Experience suggests that the authorities’ efforts should focus on reducing the sources of volatility, rather than the differences in price levels, because economic agents are better placed to internalise the latter into their decisions. Some of the measures contained in the Draghi report are aimed in precisely this direction, such as the recommendation to enhance the use of so-called power-purchase agreements (PPAs) or long-term electricity supply contracts, the implementation of which is far more extensive in the US than in Europe. However, it is also worth pointing out the disadvantages of fixed-term contracts to the detriment of the spot markets(such as less transparency and less efficient signals conveyed to agents).

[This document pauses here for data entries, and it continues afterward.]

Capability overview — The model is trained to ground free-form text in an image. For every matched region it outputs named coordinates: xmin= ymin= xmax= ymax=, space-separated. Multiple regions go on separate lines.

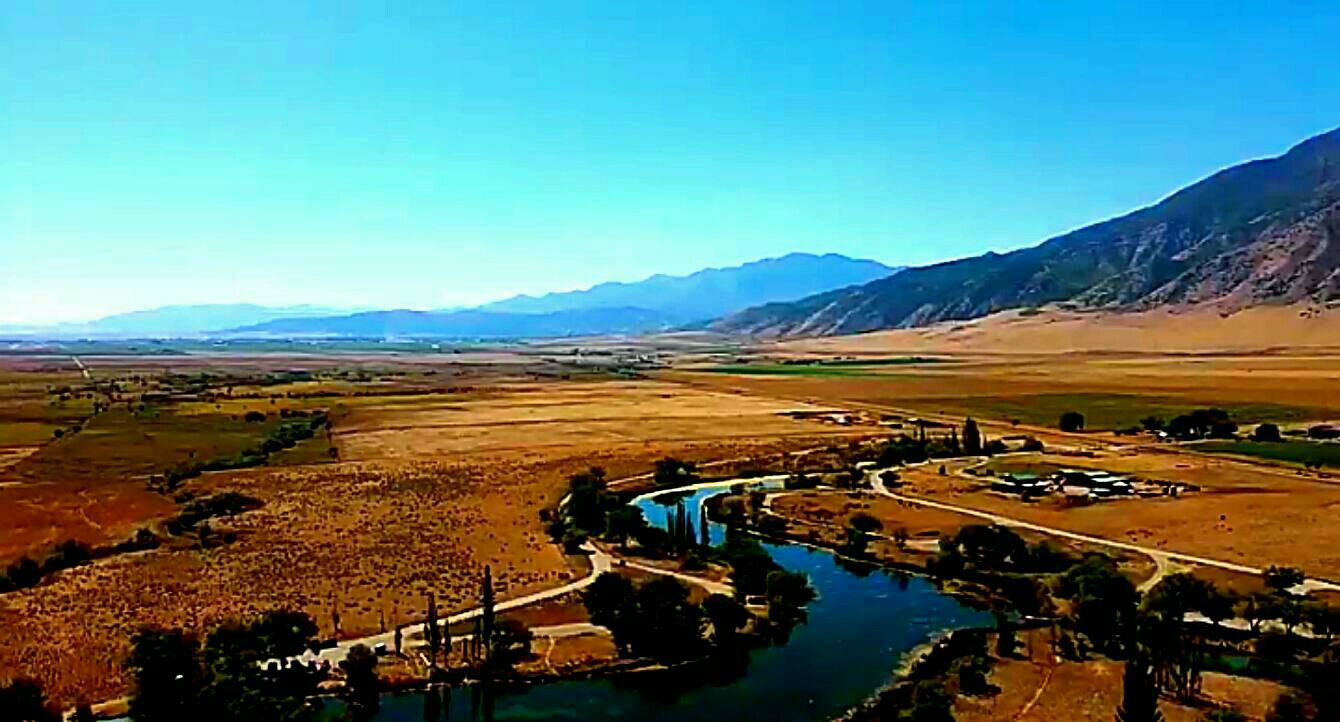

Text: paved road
xmin=70 ymin=356 xmax=92 ymax=380
xmin=318 ymin=543 xmax=612 ymax=664
xmin=870 ymin=470 xmax=1340 ymax=591
xmin=316 ymin=543 xmax=734 ymax=664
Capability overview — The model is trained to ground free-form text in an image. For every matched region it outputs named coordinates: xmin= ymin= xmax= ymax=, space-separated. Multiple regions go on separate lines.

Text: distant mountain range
xmin=0 ymin=303 xmax=350 ymax=338
xmin=0 ymin=253 xmax=896 ymax=339
xmin=229 ymin=253 xmax=896 ymax=338
xmin=712 ymin=130 xmax=1340 ymax=336
xmin=480 ymin=253 xmax=896 ymax=323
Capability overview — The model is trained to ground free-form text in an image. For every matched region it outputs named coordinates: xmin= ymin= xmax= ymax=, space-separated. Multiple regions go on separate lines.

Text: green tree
xmin=489 ymin=619 xmax=535 ymax=670
xmin=1252 ymin=423 xmax=1284 ymax=442
xmin=1262 ymin=564 xmax=1305 ymax=593
xmin=1059 ymin=555 xmax=1139 ymax=651
xmin=702 ymin=595 xmax=749 ymax=643
xmin=606 ymin=504 xmax=647 ymax=547
xmin=1116 ymin=652 xmax=1163 ymax=722
xmin=1056 ymin=411 xmax=1084 ymax=433
xmin=766 ymin=569 xmax=815 ymax=609
xmin=0 ymin=678 xmax=60 ymax=722
xmin=480 ymin=564 xmax=494 ymax=664
xmin=582 ymin=572 xmax=638 ymax=652
xmin=339 ymin=644 xmax=382 ymax=719
xmin=653 ymin=457 xmax=697 ymax=486
xmin=963 ymin=417 xmax=982 ymax=457
xmin=126 ymin=627 xmax=202 ymax=722
xmin=1265 ymin=691 xmax=1308 ymax=722
xmin=423 ymin=595 xmax=442 ymax=667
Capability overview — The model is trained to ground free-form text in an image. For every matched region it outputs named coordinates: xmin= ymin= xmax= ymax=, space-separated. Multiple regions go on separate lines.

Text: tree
xmin=480 ymin=564 xmax=494 ymax=664
xmin=1140 ymin=415 xmax=1166 ymax=433
xmin=1057 ymin=411 xmax=1084 ymax=433
xmin=1116 ymin=652 xmax=1163 ymax=722
xmin=1265 ymin=691 xmax=1308 ymax=722
xmin=702 ymin=595 xmax=749 ymax=644
xmin=1252 ymin=423 xmax=1284 ymax=441
xmin=582 ymin=572 xmax=638 ymax=652
xmin=423 ymin=595 xmax=442 ymax=666
xmin=1205 ymin=710 xmax=1248 ymax=722
xmin=653 ymin=457 xmax=697 ymax=486
xmin=249 ymin=609 xmax=319 ymax=659
xmin=1144 ymin=572 xmax=1213 ymax=698
xmin=339 ymin=644 xmax=382 ymax=719
xmin=766 ymin=569 xmax=815 ymax=609
xmin=847 ymin=512 xmax=884 ymax=534
xmin=1059 ymin=555 xmax=1139 ymax=651
xmin=634 ymin=576 xmax=702 ymax=660
xmin=606 ymin=504 xmax=647 ymax=547
xmin=963 ymin=417 xmax=982 ymax=457
xmin=996 ymin=609 xmax=1018 ymax=656
xmin=1262 ymin=564 xmax=1305 ymax=593
xmin=489 ymin=619 xmax=535 ymax=668
xmin=0 ymin=678 xmax=60 ymax=722
xmin=126 ymin=627 xmax=202 ymax=722
xmin=562 ymin=466 xmax=611 ymax=534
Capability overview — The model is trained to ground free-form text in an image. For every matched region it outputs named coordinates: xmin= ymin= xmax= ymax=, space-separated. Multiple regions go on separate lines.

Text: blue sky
xmin=0 ymin=0 xmax=1340 ymax=323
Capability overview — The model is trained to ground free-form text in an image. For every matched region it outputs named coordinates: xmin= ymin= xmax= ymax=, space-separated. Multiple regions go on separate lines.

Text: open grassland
xmin=1191 ymin=441 xmax=1340 ymax=467
xmin=669 ymin=354 xmax=1340 ymax=430
xmin=0 ymin=405 xmax=324 ymax=563
xmin=0 ymin=362 xmax=871 ymax=702
xmin=0 ymin=334 xmax=1340 ymax=719
xmin=900 ymin=447 xmax=1340 ymax=579
xmin=954 ymin=628 xmax=1284 ymax=722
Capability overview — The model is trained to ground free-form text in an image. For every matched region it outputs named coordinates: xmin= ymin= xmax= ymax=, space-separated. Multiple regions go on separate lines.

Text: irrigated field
xmin=0 ymin=359 xmax=871 ymax=703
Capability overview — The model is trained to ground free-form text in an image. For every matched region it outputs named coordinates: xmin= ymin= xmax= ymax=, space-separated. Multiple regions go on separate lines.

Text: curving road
xmin=870 ymin=470 xmax=1340 ymax=592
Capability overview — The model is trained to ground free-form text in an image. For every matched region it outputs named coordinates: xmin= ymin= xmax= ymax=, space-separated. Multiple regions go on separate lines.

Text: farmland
xmin=0 ymin=333 xmax=1340 ymax=719
xmin=1194 ymin=441 xmax=1340 ymax=469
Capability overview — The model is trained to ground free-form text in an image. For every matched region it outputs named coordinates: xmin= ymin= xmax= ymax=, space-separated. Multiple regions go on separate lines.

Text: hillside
xmin=480 ymin=253 xmax=896 ymax=323
xmin=0 ymin=303 xmax=347 ymax=338
xmin=226 ymin=308 xmax=673 ymax=339
xmin=713 ymin=130 xmax=1340 ymax=336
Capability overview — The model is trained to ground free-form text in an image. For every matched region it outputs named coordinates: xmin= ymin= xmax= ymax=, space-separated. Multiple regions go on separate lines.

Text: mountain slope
xmin=480 ymin=253 xmax=896 ymax=323
xmin=3 ymin=303 xmax=347 ymax=338
xmin=713 ymin=130 xmax=1340 ymax=335
xmin=228 ymin=308 xmax=674 ymax=339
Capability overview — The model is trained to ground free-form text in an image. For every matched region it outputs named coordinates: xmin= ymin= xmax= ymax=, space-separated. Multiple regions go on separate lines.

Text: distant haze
xmin=0 ymin=253 xmax=896 ymax=339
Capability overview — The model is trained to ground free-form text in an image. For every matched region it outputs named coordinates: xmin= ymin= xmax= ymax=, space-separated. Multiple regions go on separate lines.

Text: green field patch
xmin=1191 ymin=441 xmax=1340 ymax=467
xmin=697 ymin=356 xmax=947 ymax=378
xmin=898 ymin=392 xmax=1328 ymax=431
xmin=5 ymin=406 xmax=318 ymax=481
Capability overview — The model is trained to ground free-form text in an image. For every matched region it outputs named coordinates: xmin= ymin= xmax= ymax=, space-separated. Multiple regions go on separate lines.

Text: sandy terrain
xmin=0 ymin=369 xmax=868 ymax=702
xmin=954 ymin=630 xmax=1284 ymax=722
xmin=780 ymin=305 xmax=1340 ymax=354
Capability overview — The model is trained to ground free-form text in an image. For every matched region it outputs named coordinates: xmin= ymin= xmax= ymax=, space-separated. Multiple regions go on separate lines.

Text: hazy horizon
xmin=0 ymin=3 xmax=1340 ymax=324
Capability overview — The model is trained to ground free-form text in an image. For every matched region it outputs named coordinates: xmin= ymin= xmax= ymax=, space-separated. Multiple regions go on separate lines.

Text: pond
xmin=348 ymin=481 xmax=992 ymax=722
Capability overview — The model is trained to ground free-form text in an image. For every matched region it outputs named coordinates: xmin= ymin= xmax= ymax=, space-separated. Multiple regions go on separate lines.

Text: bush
xmin=1252 ymin=423 xmax=1282 ymax=441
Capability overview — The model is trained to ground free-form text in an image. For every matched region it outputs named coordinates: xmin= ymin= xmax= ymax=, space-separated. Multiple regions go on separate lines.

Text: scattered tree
xmin=1057 ymin=411 xmax=1084 ymax=433
xmin=963 ymin=417 xmax=982 ymax=457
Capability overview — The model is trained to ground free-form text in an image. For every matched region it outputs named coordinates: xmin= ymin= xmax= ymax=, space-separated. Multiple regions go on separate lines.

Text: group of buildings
xmin=992 ymin=469 xmax=1193 ymax=501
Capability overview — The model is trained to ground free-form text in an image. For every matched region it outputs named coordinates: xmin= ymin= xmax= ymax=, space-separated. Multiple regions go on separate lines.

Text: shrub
xmin=1056 ymin=411 xmax=1084 ymax=433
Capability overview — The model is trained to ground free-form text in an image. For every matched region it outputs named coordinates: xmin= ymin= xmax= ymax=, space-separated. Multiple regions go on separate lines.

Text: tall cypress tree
xmin=963 ymin=417 xmax=982 ymax=457
xmin=423 ymin=595 xmax=442 ymax=666
xmin=1116 ymin=650 xmax=1163 ymax=722
xmin=480 ymin=564 xmax=493 ymax=659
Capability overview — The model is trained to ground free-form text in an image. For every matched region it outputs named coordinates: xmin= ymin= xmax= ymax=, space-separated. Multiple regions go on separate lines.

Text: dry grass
xmin=954 ymin=630 xmax=1285 ymax=722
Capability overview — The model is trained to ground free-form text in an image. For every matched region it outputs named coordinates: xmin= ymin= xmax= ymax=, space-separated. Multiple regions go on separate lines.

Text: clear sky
xmin=0 ymin=0 xmax=1340 ymax=323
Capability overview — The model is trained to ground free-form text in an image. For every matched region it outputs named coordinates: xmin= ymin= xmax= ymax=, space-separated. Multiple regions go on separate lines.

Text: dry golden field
xmin=0 ymin=320 xmax=1340 ymax=703
xmin=0 ymin=359 xmax=868 ymax=703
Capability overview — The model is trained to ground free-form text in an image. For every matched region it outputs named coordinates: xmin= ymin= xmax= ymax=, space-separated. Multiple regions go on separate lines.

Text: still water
xmin=353 ymin=479 xmax=992 ymax=722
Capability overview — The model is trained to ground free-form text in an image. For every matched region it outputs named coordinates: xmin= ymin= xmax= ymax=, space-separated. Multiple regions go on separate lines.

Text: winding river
xmin=351 ymin=480 xmax=990 ymax=722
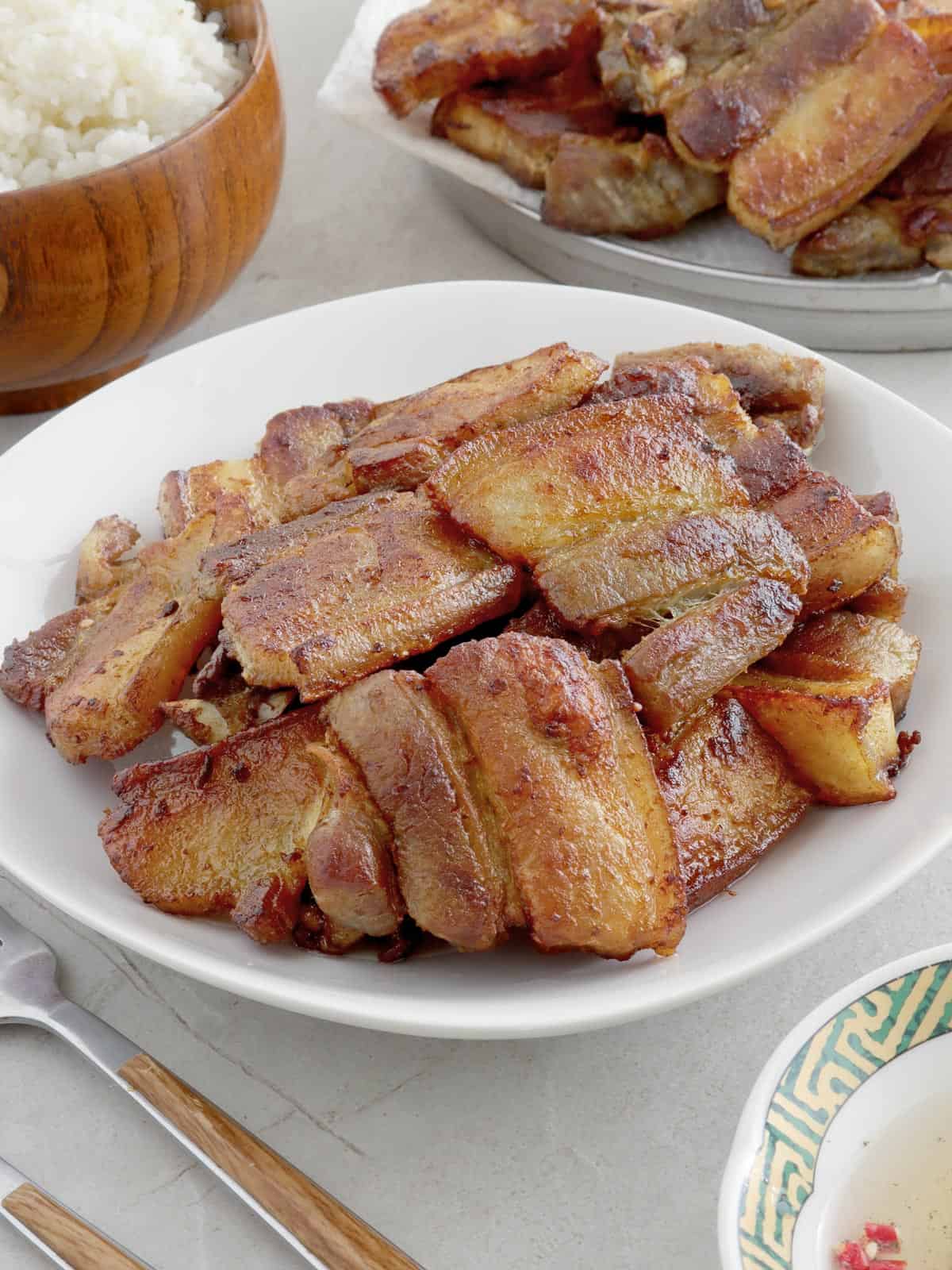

An abrupt change in the configuration of markets could have counterproductive outcomes for the progress made in recent decades in European energy markets.
The restructuring that many of Europe’s productive sectors went through at the start of the 1980s (steel, mining and shipbuilding) does not necessarily have to be repeated now. It is, however, worth drawing certain lessons from the restructuring processes that took place then, such as the advisability of acting sooner rather than later in the face of an enduring shock –as the energy shock seems likely to be– while also being clear about the differences between sectors, focusing efforts on those where the competitive position of European companies still offers realistic opportunities for competing in international markets.